Paris est à nous
As du Rolleiflex format 6 x 6, Gaston Paris est tombé dans l’oubli à l’aube des années 1950. Deux expositions parisiennes ressuscitent le talent cinématographique de cet oeil éclectique.
« On ne s’explique pas comment il a pu ne pas passer à la postérité », commente Gilles Taquet, directeur de Roger-Viollet. Il est vrai qu’avec un corpus de quinze mille négatifs déposés par sa veuve à la célèbre agence de photographie parisienne, Gaston Paris (1903 – 1964) n’a pas chômé. Sa carrière débute par une fascination pour le cinéma – il a publié de nombreux articles sur le sujet, notamment pour la revue Cinémagazine – qui imprégnera son oeuvre de lumières savamment calibrées et de cadrages frisant la perfection.
Le cursus de l’intéressé connaît son apogée dans les années 1930. L’ homme est alors sur tous les fronts, absorbant et restituant l’époque comme personne. « Ce qui est remarquable chez lui, constate Dominique Lecourt, directeur éditorial de l’agence Roger-Viollet, c’est l’ampleur des domaines qu’il réussit à couvrir. Il est aussi à l’aise avec le monde du spectacle qu’avec la modernité d’alors, qu’il s’agisse d’une vue aérienne de la Ville lumière, avec, en coin, l’hélice d’un avion, ou de contre-plongées très graphiques donnant à voir des cheminées d’usine. Il excelle également lorsqu’il s’agit de thématiques graves, comme l’exode des républicains espagnols. » Entre 1930 et 1940, le Rolleiflex de Gaston Paris se fait également social, il est au plus proche du peuple – pas étonnant lorsqu’on sait qu’il fut l’unique salarié du célèbre et très à gauche hebdomadaire français Vu – notamment quand il immortalise les enfants de la « zone ». Débute ensuite pour lui une période peu faste ; il est de moins en moins publié. Dans les années 1950, il s’essaie à la composition d’images de romans-photos, notamment de nombreuses scènes de meurtres. La tentative n’aboutira pas.
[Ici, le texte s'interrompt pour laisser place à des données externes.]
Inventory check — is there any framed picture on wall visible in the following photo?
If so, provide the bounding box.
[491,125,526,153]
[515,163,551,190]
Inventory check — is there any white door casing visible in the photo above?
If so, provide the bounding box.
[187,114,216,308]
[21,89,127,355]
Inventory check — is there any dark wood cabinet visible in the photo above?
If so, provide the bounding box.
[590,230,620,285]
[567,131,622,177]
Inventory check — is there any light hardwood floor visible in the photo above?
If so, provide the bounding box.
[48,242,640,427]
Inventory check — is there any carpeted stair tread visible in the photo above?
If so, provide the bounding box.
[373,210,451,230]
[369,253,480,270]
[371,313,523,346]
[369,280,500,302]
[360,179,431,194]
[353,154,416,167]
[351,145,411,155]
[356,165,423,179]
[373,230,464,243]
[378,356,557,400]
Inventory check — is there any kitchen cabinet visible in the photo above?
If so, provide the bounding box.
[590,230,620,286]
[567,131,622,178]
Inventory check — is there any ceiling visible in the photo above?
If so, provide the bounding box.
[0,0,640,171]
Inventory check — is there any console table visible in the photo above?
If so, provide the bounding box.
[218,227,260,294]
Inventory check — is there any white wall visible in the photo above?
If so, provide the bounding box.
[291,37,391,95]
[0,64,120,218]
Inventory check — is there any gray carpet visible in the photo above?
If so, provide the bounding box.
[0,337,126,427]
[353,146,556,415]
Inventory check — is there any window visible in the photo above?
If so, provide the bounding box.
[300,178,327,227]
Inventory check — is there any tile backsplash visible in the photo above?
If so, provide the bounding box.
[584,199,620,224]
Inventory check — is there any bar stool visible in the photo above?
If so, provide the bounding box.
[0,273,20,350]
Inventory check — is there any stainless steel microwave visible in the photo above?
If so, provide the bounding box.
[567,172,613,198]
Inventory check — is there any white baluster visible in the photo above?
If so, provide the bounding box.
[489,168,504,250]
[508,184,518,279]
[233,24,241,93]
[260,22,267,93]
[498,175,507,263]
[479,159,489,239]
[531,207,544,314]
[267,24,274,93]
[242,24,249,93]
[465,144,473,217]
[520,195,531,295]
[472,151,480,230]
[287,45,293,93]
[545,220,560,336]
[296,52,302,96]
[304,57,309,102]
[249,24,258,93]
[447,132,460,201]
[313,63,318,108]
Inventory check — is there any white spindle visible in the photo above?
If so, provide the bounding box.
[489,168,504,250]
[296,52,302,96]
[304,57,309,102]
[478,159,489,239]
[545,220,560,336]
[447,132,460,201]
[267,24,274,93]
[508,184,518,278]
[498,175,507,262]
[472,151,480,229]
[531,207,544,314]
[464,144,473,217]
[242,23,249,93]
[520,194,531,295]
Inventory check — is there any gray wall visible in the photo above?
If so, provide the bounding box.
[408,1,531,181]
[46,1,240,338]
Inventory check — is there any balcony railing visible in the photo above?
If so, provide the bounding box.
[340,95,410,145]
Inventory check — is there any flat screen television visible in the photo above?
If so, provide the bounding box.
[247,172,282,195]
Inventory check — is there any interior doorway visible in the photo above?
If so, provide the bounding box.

Aujourd’hui, en raison des efforts conjoints de Michel Frizot, commissaire de l’exposition du Centre Pompidou, et de ceux de l’agence Roger-Viollet, qui lui consacre également un accrochage, cet « oeil fantastique » revit.
Gaston Paris, la photographie en spectacle, au Centre Pompidou, à Paris, jusqu’au 18 avril.
Gaston Paris, l’oeil fantastique, à la galerie Roger-Viollet, à Paris, jusqu’au 23 avril.